EPA worked collaboratively with Wisconsin to develop strategies for attaining the ozone standard in the revised Door County nonattainment area, which consists of portions of the county north of the Sturgeon Bay canal but excluding Newport State Park. The area south of the canal has been designated as attaining the standard since 2018. In 2020, EPA redesignated the area including Newport State Park to attainment of the standard. In 2021, in response to a court decision, EPA designated an additional portion of Door County as nonattainment for the ozone standard. In the current rulemaking, based on newer air quality data, EPA is redesignating the remaining portion of Door County to attainment and approving Wisconsin’s maintenance plan to ensure that the area will continue to meet the 2015 ozone standard.
Ground-level ozone is not emitted directly into the air but is formed when nitrogen oxides (NOx) and volatile organic compounds (VOCs) react in the presence of sunlight. Emissions from industrial facilities and electric utilities, motor vehicle exhaust, gasoline vapors, and chemical solvents are some of the major sources of NOx and VOCs. Reducing ozone will help people to experience fewer health problems including chest pain, coughing, throat irritation and congestion. Less ground-level ozone will also help to avoid worsening conditions such as bronchitis, emphysema, and asthma, and it will help to avoid reducing lung function or inflaming the linings of the lungs. Children will especially benefit from reduced exposure to ozone because their lungs are still developing.

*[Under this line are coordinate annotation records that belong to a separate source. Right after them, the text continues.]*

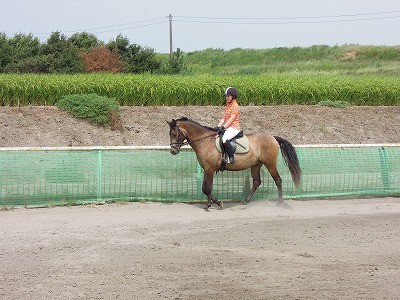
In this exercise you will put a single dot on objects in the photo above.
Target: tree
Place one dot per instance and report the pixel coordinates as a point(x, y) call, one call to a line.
point(64, 57)
point(84, 41)
point(120, 44)
point(137, 59)
point(141, 60)
point(101, 59)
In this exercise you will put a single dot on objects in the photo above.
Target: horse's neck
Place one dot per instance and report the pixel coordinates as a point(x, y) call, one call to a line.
point(193, 131)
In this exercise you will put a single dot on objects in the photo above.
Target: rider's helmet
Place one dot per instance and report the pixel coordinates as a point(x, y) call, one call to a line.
point(232, 92)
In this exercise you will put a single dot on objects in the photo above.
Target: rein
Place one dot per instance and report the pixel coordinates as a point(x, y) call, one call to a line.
point(188, 143)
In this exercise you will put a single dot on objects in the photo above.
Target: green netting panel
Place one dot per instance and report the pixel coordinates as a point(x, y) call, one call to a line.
point(62, 177)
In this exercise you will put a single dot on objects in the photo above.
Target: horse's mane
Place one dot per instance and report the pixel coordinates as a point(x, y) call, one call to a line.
point(196, 123)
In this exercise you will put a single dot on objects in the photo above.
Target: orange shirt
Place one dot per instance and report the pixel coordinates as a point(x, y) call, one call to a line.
point(233, 108)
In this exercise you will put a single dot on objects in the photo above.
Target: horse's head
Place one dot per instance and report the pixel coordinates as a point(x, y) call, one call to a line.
point(176, 137)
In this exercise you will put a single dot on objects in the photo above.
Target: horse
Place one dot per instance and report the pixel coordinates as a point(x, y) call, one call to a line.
point(264, 150)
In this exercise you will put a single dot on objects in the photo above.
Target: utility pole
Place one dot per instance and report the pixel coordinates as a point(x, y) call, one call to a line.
point(170, 36)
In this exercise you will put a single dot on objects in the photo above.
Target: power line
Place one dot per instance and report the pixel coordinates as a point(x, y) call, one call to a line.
point(291, 18)
point(289, 22)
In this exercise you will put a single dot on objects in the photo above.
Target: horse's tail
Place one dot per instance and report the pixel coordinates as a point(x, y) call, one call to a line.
point(290, 156)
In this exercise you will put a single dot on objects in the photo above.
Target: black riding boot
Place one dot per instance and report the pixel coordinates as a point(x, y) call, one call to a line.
point(229, 150)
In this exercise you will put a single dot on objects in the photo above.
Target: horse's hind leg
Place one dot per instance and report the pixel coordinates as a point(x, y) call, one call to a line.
point(278, 180)
point(207, 188)
point(255, 174)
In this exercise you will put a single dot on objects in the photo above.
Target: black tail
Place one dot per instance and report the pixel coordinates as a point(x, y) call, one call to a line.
point(290, 156)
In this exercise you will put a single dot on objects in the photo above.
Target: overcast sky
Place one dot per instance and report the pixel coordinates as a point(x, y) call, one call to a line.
point(202, 24)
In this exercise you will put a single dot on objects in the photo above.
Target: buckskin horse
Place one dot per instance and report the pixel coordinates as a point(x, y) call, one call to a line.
point(264, 150)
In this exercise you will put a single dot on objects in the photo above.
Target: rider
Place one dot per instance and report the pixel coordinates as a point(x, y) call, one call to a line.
point(231, 121)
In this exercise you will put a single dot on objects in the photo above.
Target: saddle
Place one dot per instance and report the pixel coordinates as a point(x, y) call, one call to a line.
point(240, 143)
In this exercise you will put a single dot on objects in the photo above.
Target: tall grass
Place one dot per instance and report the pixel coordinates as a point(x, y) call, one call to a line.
point(145, 90)
point(320, 59)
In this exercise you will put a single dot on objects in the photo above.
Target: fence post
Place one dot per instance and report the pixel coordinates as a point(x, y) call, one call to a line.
point(99, 175)
point(384, 168)
point(199, 180)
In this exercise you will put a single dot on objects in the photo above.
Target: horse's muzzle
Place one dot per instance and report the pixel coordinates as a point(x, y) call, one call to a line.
point(174, 151)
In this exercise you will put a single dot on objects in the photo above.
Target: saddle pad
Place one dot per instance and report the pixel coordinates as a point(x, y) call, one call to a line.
point(244, 141)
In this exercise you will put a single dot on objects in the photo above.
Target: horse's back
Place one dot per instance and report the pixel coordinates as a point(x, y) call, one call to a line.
point(264, 145)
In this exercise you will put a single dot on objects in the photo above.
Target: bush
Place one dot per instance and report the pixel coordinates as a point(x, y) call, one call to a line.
point(93, 107)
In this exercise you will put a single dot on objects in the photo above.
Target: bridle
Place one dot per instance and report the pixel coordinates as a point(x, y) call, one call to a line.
point(182, 143)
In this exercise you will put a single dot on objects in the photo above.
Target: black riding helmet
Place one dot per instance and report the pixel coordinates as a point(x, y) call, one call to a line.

The improvement in air quality is due to state and EPA programs to reduce NOx and VOC emissions. These control measures include more protective vehicle emissions standards, nonroad engine emissions standards, and programs to reduce emissions from power plants. Nationally, average concentrations of ozone decreased 20% from 2000 to 2020. All other air pollutants regulated under NAAQS – carbon monoxide, lead, nitrogen dioxide, particulate matter and ozone – have also significantly decreased thanks to the various air quality management and control strategies developed and implemented at the local, state, regional, and national level.